Would a firefighter become an arsonist just so he could celebrate the work of firefighting? How would that work?
In what way does Gorsuch show any respect for the rule of law? No, for Gorsuch it is less the rule of law and more the dictates of sophistry: the return of the revenge of the son of originalism; a simpleminded consistency except where and when any inconsistency is called for.
Or Brett Kavanaugh, a man whose appetite for beer seems overmatched by his fury. When questioned on his alleged lack of control, he flew into an uncontrolled and spittle-flecked rage, profoundly disturbing in itself as well as strongly mitigating the ‘alleged’ bit. The last Democrat to rage like that was Howard Dean and he’s barely been heard from since. That’s because Democrats know how to recognize someone on the edge when they see it.

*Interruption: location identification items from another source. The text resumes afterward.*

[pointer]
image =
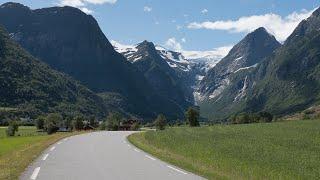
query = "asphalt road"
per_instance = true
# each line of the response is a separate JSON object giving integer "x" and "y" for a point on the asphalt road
{"x": 101, "y": 155}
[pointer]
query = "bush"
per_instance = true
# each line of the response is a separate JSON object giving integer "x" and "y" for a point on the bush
{"x": 12, "y": 128}
{"x": 192, "y": 116}
{"x": 245, "y": 118}
{"x": 160, "y": 122}
{"x": 135, "y": 126}
{"x": 78, "y": 123}
{"x": 265, "y": 117}
{"x": 103, "y": 126}
{"x": 40, "y": 122}
{"x": 51, "y": 123}
{"x": 113, "y": 121}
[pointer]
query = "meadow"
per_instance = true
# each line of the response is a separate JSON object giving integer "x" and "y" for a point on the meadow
{"x": 281, "y": 150}
{"x": 16, "y": 153}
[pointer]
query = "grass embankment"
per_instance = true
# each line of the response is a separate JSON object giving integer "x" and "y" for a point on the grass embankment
{"x": 283, "y": 150}
{"x": 16, "y": 153}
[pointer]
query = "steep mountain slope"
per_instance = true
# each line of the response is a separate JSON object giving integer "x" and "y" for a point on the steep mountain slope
{"x": 188, "y": 71}
{"x": 34, "y": 88}
{"x": 290, "y": 80}
{"x": 163, "y": 78}
{"x": 247, "y": 53}
{"x": 227, "y": 82}
{"x": 71, "y": 41}
{"x": 287, "y": 81}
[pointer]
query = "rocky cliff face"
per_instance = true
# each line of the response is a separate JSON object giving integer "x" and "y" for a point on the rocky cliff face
{"x": 71, "y": 41}
{"x": 284, "y": 82}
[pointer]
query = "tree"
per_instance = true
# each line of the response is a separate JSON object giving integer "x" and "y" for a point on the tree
{"x": 12, "y": 128}
{"x": 192, "y": 116}
{"x": 135, "y": 126}
{"x": 93, "y": 122}
{"x": 160, "y": 122}
{"x": 103, "y": 126}
{"x": 265, "y": 116}
{"x": 78, "y": 123}
{"x": 113, "y": 121}
{"x": 51, "y": 124}
{"x": 40, "y": 122}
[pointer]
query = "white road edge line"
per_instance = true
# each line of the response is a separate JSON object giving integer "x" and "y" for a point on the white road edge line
{"x": 45, "y": 157}
{"x": 150, "y": 157}
{"x": 136, "y": 150}
{"x": 177, "y": 170}
{"x": 51, "y": 149}
{"x": 35, "y": 173}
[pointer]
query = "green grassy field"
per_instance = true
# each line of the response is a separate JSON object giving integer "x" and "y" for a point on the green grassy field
{"x": 16, "y": 153}
{"x": 283, "y": 150}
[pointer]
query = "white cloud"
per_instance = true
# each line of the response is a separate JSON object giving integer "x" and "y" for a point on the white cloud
{"x": 74, "y": 3}
{"x": 178, "y": 27}
{"x": 280, "y": 27}
{"x": 172, "y": 43}
{"x": 86, "y": 10}
{"x": 216, "y": 53}
{"x": 81, "y": 4}
{"x": 147, "y": 9}
{"x": 101, "y": 1}
{"x": 204, "y": 11}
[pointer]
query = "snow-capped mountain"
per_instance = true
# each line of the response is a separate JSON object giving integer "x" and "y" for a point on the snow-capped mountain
{"x": 184, "y": 60}
{"x": 189, "y": 66}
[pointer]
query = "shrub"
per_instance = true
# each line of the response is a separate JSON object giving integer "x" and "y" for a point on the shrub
{"x": 12, "y": 128}
{"x": 160, "y": 122}
{"x": 103, "y": 126}
{"x": 40, "y": 122}
{"x": 78, "y": 123}
{"x": 192, "y": 116}
{"x": 51, "y": 124}
{"x": 245, "y": 118}
{"x": 135, "y": 126}
{"x": 113, "y": 121}
{"x": 265, "y": 117}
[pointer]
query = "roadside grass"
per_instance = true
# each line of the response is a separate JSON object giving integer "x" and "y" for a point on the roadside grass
{"x": 16, "y": 153}
{"x": 283, "y": 150}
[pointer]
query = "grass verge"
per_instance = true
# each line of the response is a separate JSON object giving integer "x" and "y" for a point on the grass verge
{"x": 284, "y": 150}
{"x": 16, "y": 153}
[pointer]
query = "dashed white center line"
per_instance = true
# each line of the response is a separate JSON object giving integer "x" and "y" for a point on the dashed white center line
{"x": 177, "y": 170}
{"x": 45, "y": 157}
{"x": 136, "y": 150}
{"x": 35, "y": 173}
{"x": 150, "y": 157}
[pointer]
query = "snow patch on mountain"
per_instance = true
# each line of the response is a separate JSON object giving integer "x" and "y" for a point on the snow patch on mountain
{"x": 245, "y": 68}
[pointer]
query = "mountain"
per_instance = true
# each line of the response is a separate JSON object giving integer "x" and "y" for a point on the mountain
{"x": 71, "y": 41}
{"x": 158, "y": 73}
{"x": 189, "y": 66}
{"x": 34, "y": 88}
{"x": 285, "y": 82}
{"x": 289, "y": 81}
{"x": 214, "y": 89}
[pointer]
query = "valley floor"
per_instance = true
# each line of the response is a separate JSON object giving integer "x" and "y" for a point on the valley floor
{"x": 16, "y": 153}
{"x": 282, "y": 150}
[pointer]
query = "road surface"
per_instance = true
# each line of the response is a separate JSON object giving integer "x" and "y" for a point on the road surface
{"x": 100, "y": 155}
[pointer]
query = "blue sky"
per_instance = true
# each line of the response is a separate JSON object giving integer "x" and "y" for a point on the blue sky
{"x": 189, "y": 24}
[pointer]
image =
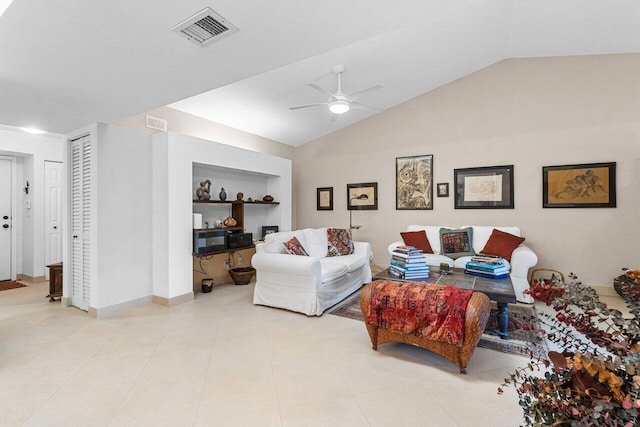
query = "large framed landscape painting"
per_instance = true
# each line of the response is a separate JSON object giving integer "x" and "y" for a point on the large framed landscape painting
{"x": 489, "y": 187}
{"x": 590, "y": 185}
{"x": 414, "y": 182}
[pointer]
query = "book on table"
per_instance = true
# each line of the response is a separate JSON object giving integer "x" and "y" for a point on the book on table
{"x": 486, "y": 275}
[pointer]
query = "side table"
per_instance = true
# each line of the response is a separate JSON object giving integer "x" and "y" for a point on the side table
{"x": 55, "y": 281}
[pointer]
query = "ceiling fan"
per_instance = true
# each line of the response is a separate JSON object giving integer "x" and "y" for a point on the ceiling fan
{"x": 340, "y": 102}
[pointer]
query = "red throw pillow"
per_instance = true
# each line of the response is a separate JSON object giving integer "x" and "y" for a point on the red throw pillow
{"x": 502, "y": 244}
{"x": 417, "y": 239}
{"x": 294, "y": 247}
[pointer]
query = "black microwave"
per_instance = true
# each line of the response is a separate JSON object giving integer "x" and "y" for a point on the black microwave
{"x": 239, "y": 240}
{"x": 206, "y": 242}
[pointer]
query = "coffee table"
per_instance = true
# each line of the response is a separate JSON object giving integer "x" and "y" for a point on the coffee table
{"x": 500, "y": 290}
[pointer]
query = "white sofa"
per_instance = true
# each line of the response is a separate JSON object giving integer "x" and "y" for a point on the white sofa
{"x": 307, "y": 284}
{"x": 522, "y": 258}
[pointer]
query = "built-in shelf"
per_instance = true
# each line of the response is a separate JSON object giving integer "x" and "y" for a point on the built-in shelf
{"x": 237, "y": 213}
{"x": 230, "y": 202}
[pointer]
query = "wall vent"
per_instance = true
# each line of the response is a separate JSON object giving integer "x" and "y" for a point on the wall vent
{"x": 205, "y": 27}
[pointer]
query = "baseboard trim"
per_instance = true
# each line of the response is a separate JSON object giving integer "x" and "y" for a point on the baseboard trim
{"x": 28, "y": 279}
{"x": 103, "y": 312}
{"x": 170, "y": 302}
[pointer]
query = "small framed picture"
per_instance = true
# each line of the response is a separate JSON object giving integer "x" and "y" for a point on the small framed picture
{"x": 489, "y": 187}
{"x": 269, "y": 229}
{"x": 362, "y": 196}
{"x": 325, "y": 199}
{"x": 443, "y": 189}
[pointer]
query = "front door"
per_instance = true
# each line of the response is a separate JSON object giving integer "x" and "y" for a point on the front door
{"x": 5, "y": 218}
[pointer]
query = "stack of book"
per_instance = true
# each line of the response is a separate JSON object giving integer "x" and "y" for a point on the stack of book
{"x": 487, "y": 266}
{"x": 408, "y": 263}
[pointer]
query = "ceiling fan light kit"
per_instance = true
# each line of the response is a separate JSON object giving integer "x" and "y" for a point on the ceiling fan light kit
{"x": 340, "y": 102}
{"x": 339, "y": 106}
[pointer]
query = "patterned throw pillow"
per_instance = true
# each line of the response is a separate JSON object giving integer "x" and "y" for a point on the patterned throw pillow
{"x": 339, "y": 242}
{"x": 457, "y": 243}
{"x": 294, "y": 247}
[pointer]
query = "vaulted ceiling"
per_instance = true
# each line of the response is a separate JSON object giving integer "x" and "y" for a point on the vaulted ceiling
{"x": 68, "y": 63}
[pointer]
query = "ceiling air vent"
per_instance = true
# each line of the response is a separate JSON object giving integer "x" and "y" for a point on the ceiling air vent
{"x": 205, "y": 27}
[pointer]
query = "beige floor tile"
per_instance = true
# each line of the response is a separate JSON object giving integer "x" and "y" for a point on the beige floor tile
{"x": 219, "y": 360}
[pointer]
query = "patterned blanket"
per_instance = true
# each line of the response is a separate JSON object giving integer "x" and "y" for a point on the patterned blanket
{"x": 433, "y": 311}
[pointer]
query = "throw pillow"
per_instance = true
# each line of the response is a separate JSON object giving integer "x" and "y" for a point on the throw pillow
{"x": 294, "y": 247}
{"x": 456, "y": 243}
{"x": 417, "y": 239}
{"x": 339, "y": 242}
{"x": 502, "y": 244}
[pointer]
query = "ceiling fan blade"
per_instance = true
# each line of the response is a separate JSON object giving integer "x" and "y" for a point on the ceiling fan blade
{"x": 358, "y": 106}
{"x": 307, "y": 106}
{"x": 362, "y": 92}
{"x": 321, "y": 90}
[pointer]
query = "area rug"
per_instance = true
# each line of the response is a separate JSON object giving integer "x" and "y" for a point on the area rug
{"x": 10, "y": 284}
{"x": 526, "y": 338}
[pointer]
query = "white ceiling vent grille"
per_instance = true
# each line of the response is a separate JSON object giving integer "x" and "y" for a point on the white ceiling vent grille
{"x": 205, "y": 27}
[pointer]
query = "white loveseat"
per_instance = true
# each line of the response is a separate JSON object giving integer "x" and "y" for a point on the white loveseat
{"x": 522, "y": 258}
{"x": 307, "y": 284}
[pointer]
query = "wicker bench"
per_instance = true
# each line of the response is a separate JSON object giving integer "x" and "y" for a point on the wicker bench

Would someone with even a modicum of judicial temperament try to ride that tiger? Who is it that would get that angry trying to protect something given to them by Donald Trump?
And now the revanchist Amy Coney Barrett, whose nomination is in blunt mockery of Justice Ruth Bader Ginsburg. (The same was done in 1992 when they nominated an African American mediocrity, Clarence Thomas, to replace the great African American Thurgood Marshall.)
Never mind the naked hypocrisy of Mitch McConnell, Amy Coney Barrett’s act of accepting the nomination to the court is disrespect and defiance of the court. Why would she even take that position on those terms and from this president?
It gets worse.
She is also expected to be the deciding vote on any questions on the election, should things devolve so much that the court has to decide (again). When she was younger and dreaming of a possible seat on the court did she imagine it would involve a transacting of favors with a tangerine Idi Amin? Did she someday imagine taking the nomination on behalf of a man who would ask her to break the court even more, just so that she could have a seat on a broken court? Is that what she worked for?
What manner of madness is this? Is this the answer to Paul’s question in the letter to the Romans, ‘Shall we go on sinning that grace might increase?’ Shall the court be debased that the honor of it may increase? How is that supposed to work?
These people have thrown their lot in with Trump, riding that tiger in a naked power grab. But is it a prize at all worth having if you have to spit on it to get it? How can it be the highest court in the land if you have to bring it so low?
Plus, they’re going to get eaten in the end. Or, put another way, as Gandhi said, ‘In the end, the deceivers deceive only themselves.’